O analista sul-africano, responsável pelo departamento de Estudos Estratégicos da Faculdade de Ciência Militar da Universidade de Stellenbosch, no Cabo, questionou também se a expectativa da operação militar da SADC no país vizinho é fazer “contra-insurgência”, lidando com a instabilidade e insurgência locais ou “se estão lá no terreno para prestar apoio às Forças Armadas moçambicanas em termos de formação”.
“Até agora vimos que foram relativamente eficientes em mobilizar parte das forças, porque o grande contingente das Forças Armadas sul-africanas não se encontra até ao momento na área, é ainda um grupo de forças embrionário, trata-se apenas de um contingente de forças especiais porque ainda não destacaram as forças principais”, salientou.
Na ótica do especialista sul-africano em estratégia militar, até ao momento constatou-se “uma eficácia relativa” no combate a “alguns” dos problemas na região norte de Moçambique, “o mesmo acontecendo com as forças ruandesas”, sublinhando que a questão principal se prende com “a natureza da insurgência” em Cabo Delgado.
“Não estou totalmente convencido de que estamos a enfrentar um movimento de insurgência tradicional”, referiu Abel Esterhuyse.
“Se analisarmos, julgo que o que estamos a enfrentar em Cabo Delgado é uma insurgência criminosa do tipo de entidades oportunistas que se movimentam realizando ações oportunistas com o objetivo de extorquirem dinheiro”, considerou.
Todavia, referiu o analista militar sul-africano, “na raiz do problema” temos “uma emergência complexa onde a falta de governação é gritante, isto é, há um espaço que não está a ser governado e que repentinamente passou a ser o foco de desenvolvimento com inúmeras expectativas de vários grupos interessados, com muito crime organizado naquela área”.
Tudo isto associado a “uma campanha de terror que ninguém conhece na realidade qual é, e que intimida as populações, e depois o envolvimento em toda esta equação de forças de segurança, de forças políticas opostas, e de empresas militares privadas que confundem ainda mais todo o quadro de insurgência”, explicou.
“Julgo que um dos problemas principais que as forças de segurança enfrentam neste momento, em Cabo Delgado, é a falta de inteligência”, frisou o académico e especialista em estratégia militar.

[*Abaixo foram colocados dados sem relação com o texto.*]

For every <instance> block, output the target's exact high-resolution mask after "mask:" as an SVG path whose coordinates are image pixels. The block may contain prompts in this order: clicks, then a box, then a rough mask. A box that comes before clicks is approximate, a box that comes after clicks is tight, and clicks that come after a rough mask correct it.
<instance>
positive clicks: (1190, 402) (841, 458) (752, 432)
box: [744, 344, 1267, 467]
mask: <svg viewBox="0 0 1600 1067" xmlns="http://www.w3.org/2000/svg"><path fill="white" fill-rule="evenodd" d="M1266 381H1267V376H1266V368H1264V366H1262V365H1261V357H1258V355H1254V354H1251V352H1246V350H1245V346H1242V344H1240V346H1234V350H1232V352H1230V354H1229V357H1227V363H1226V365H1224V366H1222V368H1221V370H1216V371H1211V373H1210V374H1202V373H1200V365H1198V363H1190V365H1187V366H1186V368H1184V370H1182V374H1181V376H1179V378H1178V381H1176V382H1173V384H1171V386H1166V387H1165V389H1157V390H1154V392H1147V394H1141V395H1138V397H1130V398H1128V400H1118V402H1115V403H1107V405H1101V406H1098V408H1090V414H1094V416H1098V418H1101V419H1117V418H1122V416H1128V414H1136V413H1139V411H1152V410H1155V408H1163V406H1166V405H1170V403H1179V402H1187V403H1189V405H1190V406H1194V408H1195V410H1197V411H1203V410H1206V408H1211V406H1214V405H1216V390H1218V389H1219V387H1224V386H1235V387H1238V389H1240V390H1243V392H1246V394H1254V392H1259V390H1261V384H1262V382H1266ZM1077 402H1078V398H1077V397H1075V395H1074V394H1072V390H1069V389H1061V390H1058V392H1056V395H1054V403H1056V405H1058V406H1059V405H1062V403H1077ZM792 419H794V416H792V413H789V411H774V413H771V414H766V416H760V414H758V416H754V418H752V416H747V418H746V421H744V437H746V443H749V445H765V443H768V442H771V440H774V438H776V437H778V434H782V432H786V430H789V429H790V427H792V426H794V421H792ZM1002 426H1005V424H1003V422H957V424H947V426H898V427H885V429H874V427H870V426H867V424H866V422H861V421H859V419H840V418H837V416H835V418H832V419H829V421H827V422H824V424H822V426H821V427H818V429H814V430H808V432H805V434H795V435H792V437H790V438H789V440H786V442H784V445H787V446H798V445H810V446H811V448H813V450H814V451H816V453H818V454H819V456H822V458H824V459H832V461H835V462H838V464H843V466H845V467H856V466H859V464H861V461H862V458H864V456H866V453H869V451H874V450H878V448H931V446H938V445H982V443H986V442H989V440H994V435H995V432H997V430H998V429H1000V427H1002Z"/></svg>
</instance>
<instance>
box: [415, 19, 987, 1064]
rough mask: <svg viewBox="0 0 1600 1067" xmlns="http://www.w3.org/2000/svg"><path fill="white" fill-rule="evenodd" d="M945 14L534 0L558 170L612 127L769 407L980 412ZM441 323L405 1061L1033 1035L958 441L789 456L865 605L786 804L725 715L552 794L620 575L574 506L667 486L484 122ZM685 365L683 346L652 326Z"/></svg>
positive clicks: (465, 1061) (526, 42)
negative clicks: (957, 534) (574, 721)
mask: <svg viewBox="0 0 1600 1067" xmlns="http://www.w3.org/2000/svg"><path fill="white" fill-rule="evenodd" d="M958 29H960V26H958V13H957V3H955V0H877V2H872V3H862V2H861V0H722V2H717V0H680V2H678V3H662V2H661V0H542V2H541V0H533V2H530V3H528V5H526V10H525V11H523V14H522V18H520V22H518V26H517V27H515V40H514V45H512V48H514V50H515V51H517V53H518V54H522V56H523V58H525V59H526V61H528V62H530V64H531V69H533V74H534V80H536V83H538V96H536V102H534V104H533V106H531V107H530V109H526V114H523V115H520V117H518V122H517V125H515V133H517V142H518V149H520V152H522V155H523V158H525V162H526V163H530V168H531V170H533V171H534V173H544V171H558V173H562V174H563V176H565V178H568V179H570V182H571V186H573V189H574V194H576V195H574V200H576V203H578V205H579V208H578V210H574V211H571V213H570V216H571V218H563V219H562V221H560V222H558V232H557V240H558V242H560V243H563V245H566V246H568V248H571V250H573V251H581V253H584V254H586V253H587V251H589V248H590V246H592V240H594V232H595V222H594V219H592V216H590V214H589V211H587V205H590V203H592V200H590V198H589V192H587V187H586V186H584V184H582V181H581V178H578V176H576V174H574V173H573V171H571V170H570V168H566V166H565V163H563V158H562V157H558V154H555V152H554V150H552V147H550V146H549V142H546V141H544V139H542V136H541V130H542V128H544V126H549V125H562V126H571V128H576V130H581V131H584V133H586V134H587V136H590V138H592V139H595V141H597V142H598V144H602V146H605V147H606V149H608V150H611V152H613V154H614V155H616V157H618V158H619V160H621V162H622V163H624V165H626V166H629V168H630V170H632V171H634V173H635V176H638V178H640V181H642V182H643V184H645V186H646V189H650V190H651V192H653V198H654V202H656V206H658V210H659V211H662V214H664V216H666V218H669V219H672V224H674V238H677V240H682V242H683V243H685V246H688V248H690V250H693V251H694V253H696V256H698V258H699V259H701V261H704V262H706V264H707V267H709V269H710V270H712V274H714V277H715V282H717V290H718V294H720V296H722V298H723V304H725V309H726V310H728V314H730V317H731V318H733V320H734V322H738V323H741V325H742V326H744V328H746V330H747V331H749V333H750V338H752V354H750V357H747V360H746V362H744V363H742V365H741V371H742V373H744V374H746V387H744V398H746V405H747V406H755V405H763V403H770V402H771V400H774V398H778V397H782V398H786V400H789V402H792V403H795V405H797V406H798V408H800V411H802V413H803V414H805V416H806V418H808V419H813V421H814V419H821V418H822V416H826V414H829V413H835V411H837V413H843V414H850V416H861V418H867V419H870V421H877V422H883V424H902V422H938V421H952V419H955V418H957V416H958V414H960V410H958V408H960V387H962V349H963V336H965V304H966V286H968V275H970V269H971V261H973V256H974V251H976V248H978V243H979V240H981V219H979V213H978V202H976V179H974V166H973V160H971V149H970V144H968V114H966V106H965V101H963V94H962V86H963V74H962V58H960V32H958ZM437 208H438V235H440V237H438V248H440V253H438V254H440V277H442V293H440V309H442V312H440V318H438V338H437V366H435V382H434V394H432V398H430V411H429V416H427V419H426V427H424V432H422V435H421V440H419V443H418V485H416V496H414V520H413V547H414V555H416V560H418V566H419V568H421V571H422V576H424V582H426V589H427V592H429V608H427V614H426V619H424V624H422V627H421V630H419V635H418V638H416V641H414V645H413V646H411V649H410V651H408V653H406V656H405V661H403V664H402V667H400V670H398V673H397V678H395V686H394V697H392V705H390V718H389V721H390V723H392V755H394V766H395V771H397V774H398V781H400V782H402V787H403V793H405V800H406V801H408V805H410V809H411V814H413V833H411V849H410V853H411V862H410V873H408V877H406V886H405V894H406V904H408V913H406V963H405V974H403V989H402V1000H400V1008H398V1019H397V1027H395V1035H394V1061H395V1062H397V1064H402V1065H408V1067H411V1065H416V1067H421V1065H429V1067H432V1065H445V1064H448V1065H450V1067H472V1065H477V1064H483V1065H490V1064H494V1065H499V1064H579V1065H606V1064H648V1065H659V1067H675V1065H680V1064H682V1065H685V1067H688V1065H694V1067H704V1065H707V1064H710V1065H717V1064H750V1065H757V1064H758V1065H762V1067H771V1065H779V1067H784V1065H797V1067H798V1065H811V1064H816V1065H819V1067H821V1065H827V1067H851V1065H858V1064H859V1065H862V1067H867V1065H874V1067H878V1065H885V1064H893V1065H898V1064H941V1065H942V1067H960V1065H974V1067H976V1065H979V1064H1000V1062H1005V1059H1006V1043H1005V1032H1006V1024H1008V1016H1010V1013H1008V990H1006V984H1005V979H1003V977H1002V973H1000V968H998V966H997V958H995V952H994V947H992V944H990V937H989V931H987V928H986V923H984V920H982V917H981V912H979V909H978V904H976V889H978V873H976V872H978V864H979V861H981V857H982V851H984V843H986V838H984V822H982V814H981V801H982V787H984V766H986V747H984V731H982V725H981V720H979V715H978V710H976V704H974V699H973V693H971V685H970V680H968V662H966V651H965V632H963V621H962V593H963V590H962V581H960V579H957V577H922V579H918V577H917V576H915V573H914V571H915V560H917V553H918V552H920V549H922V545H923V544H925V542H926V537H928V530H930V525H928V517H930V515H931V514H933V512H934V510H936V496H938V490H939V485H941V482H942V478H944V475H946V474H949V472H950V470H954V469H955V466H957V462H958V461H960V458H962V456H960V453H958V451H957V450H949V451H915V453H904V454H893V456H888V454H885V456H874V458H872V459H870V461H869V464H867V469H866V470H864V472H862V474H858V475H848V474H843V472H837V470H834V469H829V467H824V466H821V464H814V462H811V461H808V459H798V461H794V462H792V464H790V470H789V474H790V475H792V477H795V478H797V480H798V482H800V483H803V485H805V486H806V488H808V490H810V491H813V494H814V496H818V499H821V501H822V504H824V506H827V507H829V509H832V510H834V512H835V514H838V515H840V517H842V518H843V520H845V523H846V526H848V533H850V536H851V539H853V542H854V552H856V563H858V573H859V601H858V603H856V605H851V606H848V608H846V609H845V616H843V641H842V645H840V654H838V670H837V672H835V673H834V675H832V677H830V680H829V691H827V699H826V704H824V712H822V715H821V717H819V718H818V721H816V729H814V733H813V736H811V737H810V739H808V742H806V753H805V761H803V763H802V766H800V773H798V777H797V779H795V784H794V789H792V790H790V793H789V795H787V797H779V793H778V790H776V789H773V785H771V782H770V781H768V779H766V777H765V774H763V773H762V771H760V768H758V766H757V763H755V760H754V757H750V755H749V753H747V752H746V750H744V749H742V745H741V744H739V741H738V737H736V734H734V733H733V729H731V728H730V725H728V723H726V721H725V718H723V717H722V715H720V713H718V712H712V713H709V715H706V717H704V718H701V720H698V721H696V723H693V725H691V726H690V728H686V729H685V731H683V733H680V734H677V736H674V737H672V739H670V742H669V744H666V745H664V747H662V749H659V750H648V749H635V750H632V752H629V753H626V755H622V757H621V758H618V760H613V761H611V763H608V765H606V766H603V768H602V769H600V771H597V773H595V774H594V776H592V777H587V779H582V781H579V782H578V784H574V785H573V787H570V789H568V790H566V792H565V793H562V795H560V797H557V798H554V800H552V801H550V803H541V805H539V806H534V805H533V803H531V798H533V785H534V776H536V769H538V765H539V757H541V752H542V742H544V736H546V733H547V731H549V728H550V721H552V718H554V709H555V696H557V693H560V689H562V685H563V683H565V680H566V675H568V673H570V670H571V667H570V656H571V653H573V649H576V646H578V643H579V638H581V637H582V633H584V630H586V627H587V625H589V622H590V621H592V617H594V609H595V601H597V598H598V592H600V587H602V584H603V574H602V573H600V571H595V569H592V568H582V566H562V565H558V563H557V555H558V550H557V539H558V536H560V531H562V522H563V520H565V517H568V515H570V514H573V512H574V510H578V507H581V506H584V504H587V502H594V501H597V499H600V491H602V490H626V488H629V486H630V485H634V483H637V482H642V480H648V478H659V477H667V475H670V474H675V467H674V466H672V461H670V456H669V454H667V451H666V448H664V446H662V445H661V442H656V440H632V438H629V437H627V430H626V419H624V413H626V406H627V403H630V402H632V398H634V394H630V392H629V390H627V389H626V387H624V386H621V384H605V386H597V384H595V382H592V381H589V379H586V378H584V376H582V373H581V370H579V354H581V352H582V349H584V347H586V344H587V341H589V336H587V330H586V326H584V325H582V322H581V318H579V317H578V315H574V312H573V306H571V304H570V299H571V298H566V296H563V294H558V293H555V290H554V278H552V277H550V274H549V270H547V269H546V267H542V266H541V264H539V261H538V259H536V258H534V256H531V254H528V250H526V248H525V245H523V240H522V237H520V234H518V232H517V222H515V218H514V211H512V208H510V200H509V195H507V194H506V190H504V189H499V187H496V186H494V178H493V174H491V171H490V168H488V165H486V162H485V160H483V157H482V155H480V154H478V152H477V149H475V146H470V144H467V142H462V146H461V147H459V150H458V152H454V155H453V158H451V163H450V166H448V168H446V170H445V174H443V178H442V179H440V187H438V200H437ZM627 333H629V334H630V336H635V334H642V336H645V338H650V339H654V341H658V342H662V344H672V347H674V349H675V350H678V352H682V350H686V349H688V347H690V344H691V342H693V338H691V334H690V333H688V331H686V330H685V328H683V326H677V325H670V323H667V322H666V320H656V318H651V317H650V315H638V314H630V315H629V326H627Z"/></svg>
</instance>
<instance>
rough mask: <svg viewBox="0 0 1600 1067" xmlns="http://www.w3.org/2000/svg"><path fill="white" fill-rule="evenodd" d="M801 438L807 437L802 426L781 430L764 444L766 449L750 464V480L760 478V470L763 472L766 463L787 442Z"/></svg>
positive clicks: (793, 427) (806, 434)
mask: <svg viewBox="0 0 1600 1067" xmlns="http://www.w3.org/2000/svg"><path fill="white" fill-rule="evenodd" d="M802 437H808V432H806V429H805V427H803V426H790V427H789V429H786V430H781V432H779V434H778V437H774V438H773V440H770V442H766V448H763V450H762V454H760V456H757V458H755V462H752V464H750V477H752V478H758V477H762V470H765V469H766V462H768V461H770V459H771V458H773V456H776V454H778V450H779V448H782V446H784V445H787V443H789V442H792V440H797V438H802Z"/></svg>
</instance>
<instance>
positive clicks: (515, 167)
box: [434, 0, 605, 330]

“Enquanto não conseguirem implementar as bases sólidas de um sistema de informações que consiga dar cobertura às forças de contra-insurgência, sobre o que está realmente a acontecer naquela área, as forças conseguirão atacar alvos de oportunidade, mas não vão conseguir lidar com o problema de forma compreensiva”, antecipou.
Desde julho, uma ofensiva das tropas governamentais com o apoio do Ruanda a que se juntou depois a SADC permitiu aumentar a segurança, recuperando várias zonas de Cabo Delgado onde havia rebeldes, nomeadamente a vila de Mocímboa da Praia, que estava ocupada desde agosto de 2020.
A província de Cabo Delgado é rica em gás natural, mas aterrorizada por rebeldes armados, sendo alguns ataques reclamados pelo grupo extremista Estado Islâmico.
O conflito já provocou mais de 3.100 mortes, segundo o projeto de registo de conflitos ACLED, e mais de 817 mil deslocados, segundo as autoridades moçambicanas.